Soal pencoretan mahasiswa dari daftar penerima beasiswa Bidikmisi, Pendais menyebut itu bukan karena terkait pilihan politik. Pihak kampus mengevaluasi berdasarkan pedoman Bidikmisi, di antaranya evaluasi akademik, keaktifan, dan karakter.

"Semua harus mengikuti aturan yang ada karena dosen adalah ASN," katanya saat dihubungi CNNIndonesia.com lewat pesan singkat.Sementara itu, Rektor Universitas Halu Oleo Muh Zamrun Firihu mengingatkan kepada seluruh dosen dan ASN yang ada di lingkup kampus hijau itu untuk netral dalam Pilkada. Bila ditemukan melanggar, maka akan ada sanksi yang diterima.

Ia juga memberikan kebebasan kepada mahasiswa untuk menyalurkan hak pilihnya di Pilkada 2020 pada tujuh daerah di Sultra sesuai hati nuraninya.

"Semua warga negara dapat menyalurkan aspirasi tanpa ada paksaan apalagi dengan memanfaatkan kekuasaan atau pun iming-iming disertai ancaman dari oknum yang tidak bertanggung jawab," imbuhnya.

Zamrun menegaskan Bidikmisi atau pun KIP kuliah adalah program pemerintah dan tidak ada sangkut pautnya dengan politik elektoral semacam Pilkada.

"Jangan dikaitkan dengan hal lain," cetusnya.

Dikonfirmasi terpisah, Ketua Badan Pengawas Pemilihan Umum (Bawaslu) Muna, Al Abzal Naim, menyebut pihaknya belum menerima aduan terkait dugaan pemanfaatan fasilitas negara itu untuk menarik pemilih dalam kampanye Pilkada Muna.

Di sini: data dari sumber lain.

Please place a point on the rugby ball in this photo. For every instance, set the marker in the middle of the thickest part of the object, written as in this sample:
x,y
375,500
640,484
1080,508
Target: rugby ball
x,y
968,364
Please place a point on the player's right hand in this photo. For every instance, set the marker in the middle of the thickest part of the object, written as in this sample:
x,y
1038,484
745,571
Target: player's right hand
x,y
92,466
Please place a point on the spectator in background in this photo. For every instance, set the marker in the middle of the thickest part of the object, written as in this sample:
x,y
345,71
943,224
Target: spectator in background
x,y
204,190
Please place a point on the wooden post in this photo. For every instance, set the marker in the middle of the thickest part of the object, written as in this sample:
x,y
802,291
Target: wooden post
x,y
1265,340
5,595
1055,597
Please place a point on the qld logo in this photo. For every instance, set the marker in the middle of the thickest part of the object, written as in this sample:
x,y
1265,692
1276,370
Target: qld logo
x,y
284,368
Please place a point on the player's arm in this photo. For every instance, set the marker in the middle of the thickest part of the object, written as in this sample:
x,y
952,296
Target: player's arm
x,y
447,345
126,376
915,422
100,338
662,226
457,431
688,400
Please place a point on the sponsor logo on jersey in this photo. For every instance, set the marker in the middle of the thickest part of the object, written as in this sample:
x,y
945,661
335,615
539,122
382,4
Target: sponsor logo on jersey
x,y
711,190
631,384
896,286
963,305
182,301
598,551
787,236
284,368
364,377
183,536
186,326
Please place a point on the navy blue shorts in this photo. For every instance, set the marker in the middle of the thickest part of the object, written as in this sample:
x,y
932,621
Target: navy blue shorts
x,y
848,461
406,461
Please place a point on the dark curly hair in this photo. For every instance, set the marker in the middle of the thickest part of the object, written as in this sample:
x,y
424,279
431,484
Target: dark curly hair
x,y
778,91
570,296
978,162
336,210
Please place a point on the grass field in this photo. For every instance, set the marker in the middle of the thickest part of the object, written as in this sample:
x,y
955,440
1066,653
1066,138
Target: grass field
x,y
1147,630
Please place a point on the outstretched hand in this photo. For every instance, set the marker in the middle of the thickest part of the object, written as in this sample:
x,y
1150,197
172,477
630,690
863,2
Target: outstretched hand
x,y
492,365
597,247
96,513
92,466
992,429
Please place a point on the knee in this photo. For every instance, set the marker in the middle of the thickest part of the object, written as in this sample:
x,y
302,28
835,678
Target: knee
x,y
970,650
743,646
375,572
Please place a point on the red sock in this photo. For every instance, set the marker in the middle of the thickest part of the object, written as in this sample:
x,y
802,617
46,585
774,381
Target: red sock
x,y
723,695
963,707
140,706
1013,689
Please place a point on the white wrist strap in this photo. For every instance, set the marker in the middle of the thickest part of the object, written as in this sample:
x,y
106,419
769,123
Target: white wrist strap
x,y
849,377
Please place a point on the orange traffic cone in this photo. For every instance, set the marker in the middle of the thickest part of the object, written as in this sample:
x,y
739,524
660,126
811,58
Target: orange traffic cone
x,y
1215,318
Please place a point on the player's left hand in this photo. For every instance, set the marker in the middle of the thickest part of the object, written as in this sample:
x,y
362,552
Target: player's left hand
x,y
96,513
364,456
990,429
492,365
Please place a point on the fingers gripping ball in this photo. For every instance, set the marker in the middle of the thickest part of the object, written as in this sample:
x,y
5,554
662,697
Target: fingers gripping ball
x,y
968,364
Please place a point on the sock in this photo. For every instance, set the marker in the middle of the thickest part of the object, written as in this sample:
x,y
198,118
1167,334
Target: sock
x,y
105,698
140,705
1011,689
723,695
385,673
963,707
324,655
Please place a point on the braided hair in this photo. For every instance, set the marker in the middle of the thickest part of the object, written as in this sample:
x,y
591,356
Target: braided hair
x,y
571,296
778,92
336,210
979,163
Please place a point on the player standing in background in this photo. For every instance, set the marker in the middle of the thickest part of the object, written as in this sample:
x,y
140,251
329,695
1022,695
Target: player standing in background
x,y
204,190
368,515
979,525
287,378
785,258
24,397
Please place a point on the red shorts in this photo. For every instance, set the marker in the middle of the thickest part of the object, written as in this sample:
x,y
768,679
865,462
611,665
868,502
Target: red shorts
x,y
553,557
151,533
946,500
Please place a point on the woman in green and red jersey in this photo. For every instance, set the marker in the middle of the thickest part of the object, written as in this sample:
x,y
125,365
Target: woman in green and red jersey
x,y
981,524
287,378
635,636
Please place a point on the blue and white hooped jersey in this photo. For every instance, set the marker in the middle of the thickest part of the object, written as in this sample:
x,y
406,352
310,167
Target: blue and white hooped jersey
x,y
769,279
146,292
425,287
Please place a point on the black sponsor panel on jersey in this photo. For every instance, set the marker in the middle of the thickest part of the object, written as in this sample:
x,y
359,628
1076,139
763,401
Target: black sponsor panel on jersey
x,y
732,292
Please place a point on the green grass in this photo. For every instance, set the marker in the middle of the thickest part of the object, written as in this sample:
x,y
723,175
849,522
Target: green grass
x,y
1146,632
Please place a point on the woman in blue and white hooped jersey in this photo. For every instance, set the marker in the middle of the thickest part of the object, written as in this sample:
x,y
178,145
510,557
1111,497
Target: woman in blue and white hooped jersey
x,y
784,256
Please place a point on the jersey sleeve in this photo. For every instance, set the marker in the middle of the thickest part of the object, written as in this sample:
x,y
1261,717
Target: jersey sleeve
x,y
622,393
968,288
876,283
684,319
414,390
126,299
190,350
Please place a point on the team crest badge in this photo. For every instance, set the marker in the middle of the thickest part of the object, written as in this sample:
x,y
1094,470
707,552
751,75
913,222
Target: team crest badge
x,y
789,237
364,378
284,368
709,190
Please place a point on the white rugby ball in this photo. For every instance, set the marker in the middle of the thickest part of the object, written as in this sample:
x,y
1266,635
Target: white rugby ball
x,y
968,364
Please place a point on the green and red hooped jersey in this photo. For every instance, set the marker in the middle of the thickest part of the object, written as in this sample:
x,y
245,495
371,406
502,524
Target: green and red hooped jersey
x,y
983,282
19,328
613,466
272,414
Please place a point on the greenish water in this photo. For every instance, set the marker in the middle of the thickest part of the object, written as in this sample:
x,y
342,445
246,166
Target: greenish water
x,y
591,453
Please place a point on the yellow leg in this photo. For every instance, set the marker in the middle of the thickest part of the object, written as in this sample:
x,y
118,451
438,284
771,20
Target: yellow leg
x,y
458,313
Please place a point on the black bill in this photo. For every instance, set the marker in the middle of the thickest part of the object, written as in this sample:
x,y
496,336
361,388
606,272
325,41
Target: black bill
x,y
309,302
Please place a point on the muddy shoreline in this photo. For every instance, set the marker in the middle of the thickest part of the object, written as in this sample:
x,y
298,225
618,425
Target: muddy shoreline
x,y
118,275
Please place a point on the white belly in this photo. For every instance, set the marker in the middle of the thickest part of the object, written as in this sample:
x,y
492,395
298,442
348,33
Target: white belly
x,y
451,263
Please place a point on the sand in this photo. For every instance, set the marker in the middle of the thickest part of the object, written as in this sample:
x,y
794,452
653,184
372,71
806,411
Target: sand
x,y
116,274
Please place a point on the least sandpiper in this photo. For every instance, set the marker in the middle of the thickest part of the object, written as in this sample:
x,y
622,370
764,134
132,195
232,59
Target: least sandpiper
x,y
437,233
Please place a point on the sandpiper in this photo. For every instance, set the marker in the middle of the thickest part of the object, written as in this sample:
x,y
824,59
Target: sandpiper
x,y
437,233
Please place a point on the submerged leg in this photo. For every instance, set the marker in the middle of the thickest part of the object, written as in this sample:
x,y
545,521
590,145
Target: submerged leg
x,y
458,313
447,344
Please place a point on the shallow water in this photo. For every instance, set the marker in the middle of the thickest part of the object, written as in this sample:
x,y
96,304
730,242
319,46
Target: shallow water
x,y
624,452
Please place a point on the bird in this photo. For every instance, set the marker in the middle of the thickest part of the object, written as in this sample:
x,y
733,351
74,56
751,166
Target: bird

"Kalau ada laporan pasti kita gas (proses)," kata pria disapa Bram ini kepada CNNIndonesia.com.

Infografis Partai Langgar Protokol Corona di PilkadaFoto: CNN Indonesia/Fajrian

JIka pun memang ada, ia menyebut kampanye dengan janji meloloskan atau sebaliknya mengancam mencoret dari kepesertaan Bidikmisi merupakan pelanggaran pemanfaatan fasilitas negara.

"Kalau itu misalnya dosen atau pegawai yang lakukan, maka itu pelanggaran. Bisa disanksi keras itu. Makanya, kalau ada laporan, kita langsung proses," tekannya.